The sensory responses in the barrel cortex of mice aged postnatal day (P)7–P12 evoked by a single whisker deflection are smaller in amplitude and spread over a smaller area than those measured in P13–P21 mice. However, repetitive 10-Hz stimulation or paired pulse whisker stimulation in P7–P12 mice evoked facilitating sensory responses, contrasting with the depressing sensory responses observed in P13–P21 mice. This facilitation occurred during an interval ranging 300–1,000 ms after the first stimulus and was measured using whole cell recordings, voltage-sensitive dye imaging, and calcium-sensitive dye imaging. The facilitated responses were not only larger in amplitude but also propagated over a larger cortical area.
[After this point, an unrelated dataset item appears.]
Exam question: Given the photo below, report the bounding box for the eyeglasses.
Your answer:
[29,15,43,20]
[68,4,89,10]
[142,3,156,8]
The facilitation could be blocked by local application of pharmacological agents reducing cortical excitability. Local cortical microstimulation could substitute for the first whisker stimulus to produce a facilitated sensory response. The enhanced sensory responses evoked by repetitive sensory stimuli in P7–P12 mice may contribute to the activity-dependent specification of the developing cortical circuits. In addition, the facilitating sensory responses allow long integration times for sensory processing compatible with the slow behavior of mice during early postnatal development.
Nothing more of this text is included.